St. Pauli statt Las Vegas
Aber so richtig neu ist ja auch die heutige ZDF-Komödie „Wir machen durch bis morgen früh“ nicht. Dafür ist es aber meist ziemlich witzig, wenn Fahri Yardim als bieder gewordener Fliesenleger mit Partyvergangenheit von einem Chaos ins nächste rutscht, als er seine Frau (Heike Makatsch) für ein Männerwochenende mit Kind in den Ibiza-Urlaub schickt. Das gleicht zwar einer Art deutschem „Hangover“ in St. Pauli statt Las Vegas. Doch es ist ja nicht grundsätzlich schlecht, wenn irgendwas an irgendwas erinnert. Die fabelhafte norwegisch-amerikanische Serie „Lillyhammer“ um einen Mafioso im Zeugenschutz etwa erinnert leicht an „Die Sopranos“. Das liegt aber vor allem an Steven van Zandt, der schon 1999 einen Mobster spielte. Bei Arte kriegt er es nun nicht mit der US-Polizei zu tun, sondern dem Alltag in der Olympiastadt von 1994, wohin er vor verpfiffenen Verbrecherkollegen flieht.
Mit mafiösen Strukturen der legalen Art beschäftigen sich hingegen ein paar spannende Dokumentationen. In „Akte D“ entlarvt das Erste am Montag „Die Macht der Stromkonzerne“ wie Siemens, dessen heutige Macht auch darauf beruht, dass die Energieversorger vor gut 100 Jahren den Markt unter sich aufgeteilt haben und Staat wie Verbraucher bis heute zur Beute machten. Etwas Ähnliches vollzieht sich auch bei Nahrungsmitteln, mit denen die Konzerne ihre Kunden lieber ausbeuten als ernähren. Im Arte-Schwerpunkt „Der große Hunger – der große Durst“, begibt sich Claus Kleber daher Mittwoch auf die Spur des Essens von morgen.
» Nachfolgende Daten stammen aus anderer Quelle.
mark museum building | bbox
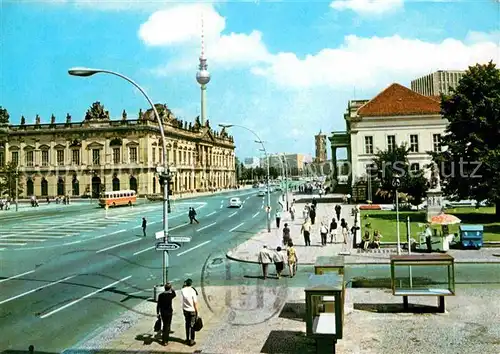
[0,102,237,198]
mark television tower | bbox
[196,15,211,126]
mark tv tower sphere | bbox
[196,68,211,85]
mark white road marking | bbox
[92,229,127,240]
[228,212,237,218]
[252,212,260,218]
[170,278,180,282]
[206,211,216,217]
[185,273,193,276]
[220,204,223,209]
[40,275,132,318]
[169,223,189,231]
[64,240,82,246]
[0,248,5,251]
[3,238,46,242]
[177,240,211,256]
[96,239,141,253]
[0,275,76,305]
[0,270,35,284]
[196,222,216,232]
[0,242,27,246]
[133,246,155,255]
[229,222,244,232]
[2,235,64,239]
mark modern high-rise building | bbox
[314,130,327,163]
[259,153,312,175]
[411,70,465,97]
[243,157,259,168]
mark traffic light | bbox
[158,174,168,187]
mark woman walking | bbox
[287,242,298,277]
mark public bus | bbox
[98,190,137,208]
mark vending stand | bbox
[459,224,483,249]
[314,256,345,275]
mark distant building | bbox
[411,70,465,97]
[260,153,312,175]
[314,130,327,163]
[243,157,260,168]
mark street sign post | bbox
[168,236,192,243]
[156,242,180,251]
[155,231,166,240]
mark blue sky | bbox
[1,0,499,160]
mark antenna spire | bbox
[200,13,205,60]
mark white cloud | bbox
[253,34,499,90]
[330,0,404,15]
[465,30,500,44]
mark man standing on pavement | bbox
[258,245,273,279]
[301,219,312,246]
[142,217,147,237]
[181,278,199,346]
[289,203,296,221]
[156,283,176,346]
[335,204,341,221]
[275,209,282,228]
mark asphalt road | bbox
[0,188,282,353]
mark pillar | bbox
[332,147,338,180]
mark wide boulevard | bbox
[0,188,280,353]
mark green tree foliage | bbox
[431,62,500,218]
[0,106,9,125]
[372,144,428,205]
[0,161,23,198]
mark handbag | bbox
[154,315,161,332]
[193,316,203,332]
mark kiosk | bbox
[305,273,345,353]
[314,256,345,275]
[459,225,483,249]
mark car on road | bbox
[228,197,243,208]
[258,190,266,196]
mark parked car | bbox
[228,197,243,208]
[258,190,266,197]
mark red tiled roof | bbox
[357,83,441,117]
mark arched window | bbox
[129,176,138,192]
[41,178,48,196]
[72,176,79,196]
[112,177,120,191]
[91,176,101,198]
[26,178,34,196]
[153,177,157,194]
[57,177,65,196]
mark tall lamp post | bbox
[219,123,271,232]
[68,67,171,287]
[280,153,290,211]
[392,175,401,255]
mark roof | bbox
[357,83,441,117]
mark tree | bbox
[0,161,23,199]
[431,62,500,218]
[0,106,9,125]
[372,144,429,206]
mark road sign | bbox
[155,231,166,239]
[156,242,180,251]
[168,236,192,243]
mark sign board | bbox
[155,231,166,240]
[168,236,192,243]
[156,242,180,251]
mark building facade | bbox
[411,70,465,97]
[260,153,312,175]
[0,102,236,198]
[314,130,327,163]
[243,157,260,168]
[330,83,448,189]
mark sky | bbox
[1,0,499,161]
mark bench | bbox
[390,254,455,313]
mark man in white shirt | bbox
[181,278,198,346]
[258,245,273,279]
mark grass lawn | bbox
[360,206,500,242]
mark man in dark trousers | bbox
[189,207,200,224]
[157,282,176,346]
[142,217,147,237]
[335,204,342,221]
[309,206,316,225]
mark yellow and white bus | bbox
[99,190,137,208]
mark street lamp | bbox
[69,67,171,287]
[392,175,402,255]
[219,123,271,232]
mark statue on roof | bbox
[122,109,127,121]
[0,106,9,125]
[194,116,201,130]
[85,101,110,121]
[66,113,71,124]
[189,122,192,131]
[50,114,56,125]
[35,114,41,125]
[138,108,143,120]
[220,126,228,138]
[20,115,26,126]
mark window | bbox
[0,150,4,166]
[364,136,374,154]
[433,134,441,152]
[72,149,80,165]
[152,147,156,163]
[410,163,420,173]
[113,148,120,164]
[92,149,100,165]
[409,134,419,153]
[12,151,19,165]
[129,147,137,163]
[26,151,34,167]
[42,150,49,166]
[387,135,396,152]
[57,150,64,165]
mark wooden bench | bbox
[390,254,455,313]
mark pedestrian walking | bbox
[282,223,291,246]
[258,245,273,279]
[289,204,296,221]
[302,205,309,220]
[142,217,147,237]
[329,218,338,243]
[312,197,317,209]
[275,210,281,228]
[189,207,200,224]
[301,219,312,246]
[287,242,298,277]
[335,204,341,221]
[309,206,316,225]
[181,279,199,346]
[320,222,328,246]
[156,282,176,346]
[273,247,286,278]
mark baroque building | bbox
[0,102,236,198]
[314,130,327,163]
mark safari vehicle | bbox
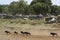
[45,16,56,24]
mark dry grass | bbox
[0,19,60,40]
[0,19,60,30]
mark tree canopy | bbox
[31,3,51,15]
[30,0,52,6]
[0,0,60,16]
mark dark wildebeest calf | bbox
[50,32,57,36]
[5,31,10,34]
[21,31,31,35]
[14,31,18,34]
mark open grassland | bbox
[0,19,60,29]
[0,19,60,40]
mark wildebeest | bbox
[21,31,31,35]
[50,32,57,36]
[14,31,18,34]
[5,31,11,34]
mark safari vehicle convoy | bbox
[0,0,60,40]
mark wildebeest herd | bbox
[4,30,58,37]
[4,30,31,35]
[21,31,31,35]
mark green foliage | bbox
[0,5,4,13]
[17,0,26,14]
[8,1,18,15]
[30,0,52,6]
[50,5,60,16]
[30,0,51,15]
[31,3,51,15]
[8,0,31,15]
[2,5,9,14]
[0,0,60,16]
[18,0,33,15]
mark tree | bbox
[31,3,51,15]
[3,5,9,14]
[50,5,60,16]
[57,6,60,15]
[8,1,18,15]
[30,0,52,6]
[30,0,52,15]
[8,0,32,15]
[17,0,33,15]
[17,0,26,15]
[0,5,4,13]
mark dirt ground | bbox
[0,27,60,40]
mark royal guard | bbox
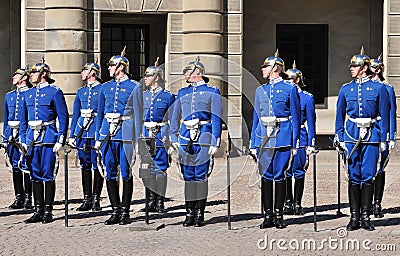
[335,47,389,231]
[284,61,316,215]
[141,59,175,213]
[3,67,33,209]
[19,58,69,223]
[249,50,301,229]
[369,54,397,218]
[95,48,143,225]
[169,56,222,227]
[69,62,104,211]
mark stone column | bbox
[44,0,87,111]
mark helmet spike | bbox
[154,57,159,67]
[274,49,279,58]
[378,53,383,61]
[195,55,200,63]
[121,46,126,57]
[292,60,297,69]
[41,55,45,64]
[360,46,365,55]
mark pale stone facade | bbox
[1,0,400,149]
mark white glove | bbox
[389,140,396,151]
[172,142,180,151]
[94,140,102,150]
[68,137,76,147]
[53,142,63,153]
[1,142,7,149]
[380,142,386,152]
[306,146,315,155]
[291,148,298,156]
[250,148,257,157]
[208,146,219,156]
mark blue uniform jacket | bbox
[70,81,102,139]
[379,81,397,141]
[3,86,29,140]
[250,77,301,148]
[19,82,69,145]
[96,76,143,142]
[142,87,175,146]
[335,77,390,143]
[170,80,223,147]
[299,89,316,147]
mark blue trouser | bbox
[7,144,26,172]
[76,137,99,172]
[345,143,379,185]
[179,144,210,181]
[101,140,133,181]
[259,147,292,182]
[150,146,169,176]
[26,145,57,182]
[286,147,307,180]
[378,142,389,174]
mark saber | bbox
[227,132,232,230]
[313,149,319,232]
[337,152,343,216]
[64,147,69,227]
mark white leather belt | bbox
[348,117,378,128]
[144,121,168,129]
[28,120,56,130]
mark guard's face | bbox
[29,70,40,83]
[12,74,21,85]
[261,65,272,79]
[81,69,89,81]
[349,65,362,78]
[144,73,156,86]
[185,68,199,83]
[370,66,379,74]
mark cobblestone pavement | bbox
[0,149,400,255]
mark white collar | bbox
[17,85,29,92]
[354,76,370,84]
[115,75,129,83]
[150,86,162,94]
[37,82,49,89]
[269,77,283,84]
[88,81,100,88]
[193,80,205,87]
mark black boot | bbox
[42,181,55,224]
[77,170,93,211]
[77,195,92,211]
[294,178,305,215]
[9,171,24,209]
[183,201,195,227]
[347,183,361,231]
[194,199,207,227]
[283,177,294,215]
[42,205,54,224]
[104,180,121,225]
[274,181,287,229]
[146,188,157,212]
[155,174,167,213]
[25,182,44,223]
[260,180,274,229]
[23,172,33,209]
[373,172,385,218]
[361,183,375,231]
[119,178,133,225]
[92,171,104,211]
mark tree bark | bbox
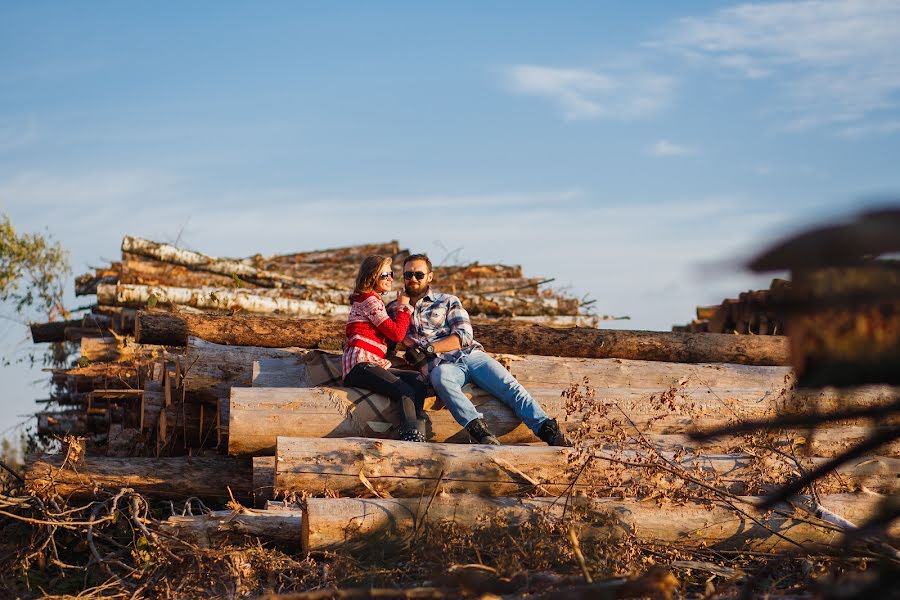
[301,494,892,554]
[25,453,253,501]
[227,385,896,456]
[134,310,790,365]
[274,436,899,498]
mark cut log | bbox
[274,437,900,498]
[158,402,218,453]
[159,508,303,548]
[253,456,275,508]
[142,381,165,432]
[134,310,790,365]
[30,315,115,343]
[252,358,307,387]
[122,235,306,288]
[250,350,792,390]
[301,494,893,554]
[228,385,897,456]
[100,283,349,318]
[182,337,308,400]
[79,336,170,363]
[25,453,253,501]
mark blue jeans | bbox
[430,350,549,433]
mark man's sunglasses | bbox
[378,272,394,280]
[404,271,428,281]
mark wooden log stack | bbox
[23,235,899,558]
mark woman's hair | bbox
[353,255,392,296]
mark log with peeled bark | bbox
[274,436,899,498]
[134,310,790,365]
[25,453,253,501]
[253,456,275,508]
[159,508,304,548]
[194,336,795,402]
[122,235,306,288]
[228,385,898,456]
[79,336,170,363]
[99,283,350,318]
[182,337,308,400]
[301,493,893,554]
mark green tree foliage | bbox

Verblöden statt unterhalten
Ihre Kunden lieber verblöden als unterhalten, das tut zeitgleich RTL2 – und zwar am Beispiel der Fortpflanzung und ihrer Folgen. Mit „Kleines Wunder, großes Glück“ fingiert der, äh, Sender zunächst die Realität des Kinderkriegens, um derlei Neugeborene sodann in „Teenie-Mütter – Wenn Kinder Kinder kriegen“ verächtlich zu machen und im Anschluss auch ihren Nachwuchs vor lachender Kamera abspecken zu lassen („Durch dick und dünn!“). Wäre zynisches Fernsehen Mafia-Sache, RTL2 hieße Camorra.
Um diesen Würgereiz zu mildern, hilft fast nur: besseres Fernsehen, also die „Tipps der Woche“ wie das legendäre Knastkonzert „Johnny Cash at Folsom Prison“ von 1968 (Dienstag, 22.45 Uhr, BR). Oder noch schöner, Freitag auf EinsFestival: Greta Gerwig als „Frances H.“. Zeitgemäßer war schwarzweiß noch nie.